Eravamo appena arrivati a Como e il nuovo mondo aveva dei rituali in cui era necessario presentarsi vestiti adeguatamente.

Fecero così la comparsa l’abito da cocktail in seta double face color carta da zucchero con i bottoni neri che luccicavano e il coprispalla adornato da un fiocco, il tailleur in shantung di seta tortora con i bottoni di madreperla, strato su strato, con gradazioni diverse, che componevano un fiore. E ancora la sottana godet di velluto di seta viola e il vestito da primo pomeriggio verde prato con lo scollo a vu e la sciarpa sfrangiata.

La mia mamma era bellissima in questa versione di lusso.

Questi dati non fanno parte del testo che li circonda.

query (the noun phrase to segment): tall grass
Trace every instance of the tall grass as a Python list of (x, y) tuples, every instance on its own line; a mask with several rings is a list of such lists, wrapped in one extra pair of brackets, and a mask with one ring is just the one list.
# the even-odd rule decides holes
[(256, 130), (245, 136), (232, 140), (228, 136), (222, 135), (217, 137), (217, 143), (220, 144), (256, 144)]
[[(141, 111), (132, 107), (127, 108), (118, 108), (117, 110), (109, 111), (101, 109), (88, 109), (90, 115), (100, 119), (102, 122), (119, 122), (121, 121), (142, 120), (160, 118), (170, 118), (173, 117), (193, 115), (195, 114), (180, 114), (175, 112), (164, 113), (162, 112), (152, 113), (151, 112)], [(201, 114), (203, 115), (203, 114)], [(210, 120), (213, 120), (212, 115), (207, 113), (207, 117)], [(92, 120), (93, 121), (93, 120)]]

Nel quotidiano, in famiglia, era diversa: sfoderava un profondo dolore, un dolore inestinguibile per la morte del padre avvenuta in tempo di guerra quando era appena adolescente. All’inizio eravamo lei ed io nella grande solitudine della casa di fronte alla Napoleona: via via, anche negli anni a venire, la sua voce rimaneva un mantra dolente, ripetuto all’infinito, sempre nello stesso modo.

Pochi anni fa, guardando la foto di lei insieme a una cugina, compagna d’infanzia, che era andata a trovare in Sicilia, ho scoperto con grande stupore che sapeva ridere.

Me lo ricordo il mio papà elegantissimo con indosso la divisa d’ordinanza color kachi. Veramente non vedeva l’ora di vestirsi in borghese ma ai suoi tempi c’erano degli obblighi di servizio molto restrittivi per cui non aveva la libertà di fare quel che voleva. Così quando era in uniforme, per esempio, lui che era golosissimo, non poteva mangiare il cono gelato passeggiando per strada. Non poteva nemmeno tenermi per mano.

Faceva tante ore di servizio, turni estenuanti, esercitazioni continue, permanenze notturne in polveriera. Non aveva orario. Non esisteva un orario: era a discrezione del Comandante.

Rientrava molto stanco.

Era indubbiamente sempre molto elegante il mio papà ma in qualche modo, anche quando vestiva in borghese, era condizionato dalla rigidità imposta dalle regole di servizio.

All’accademia militare di Modena aveva acquisito uno stile che in parte rientrava nel suo idealismo assoluto e senza condizioni.

Era amato: nel tempo i subalterni che lo incontravano gli hanno sempre fatto grandi feste.

Quando tornava a casa molto spesso la mamma gli diceva che mi ero comportata male. Allora mi prendeva in braccio e mi colpiva sul sedere con forza. Mi faceva male.

Non ho mai capito come mai non mi ha mai chiesto il motivo del mio comportamento, come mai non mi parlasse ed eseguisse solo la punizione.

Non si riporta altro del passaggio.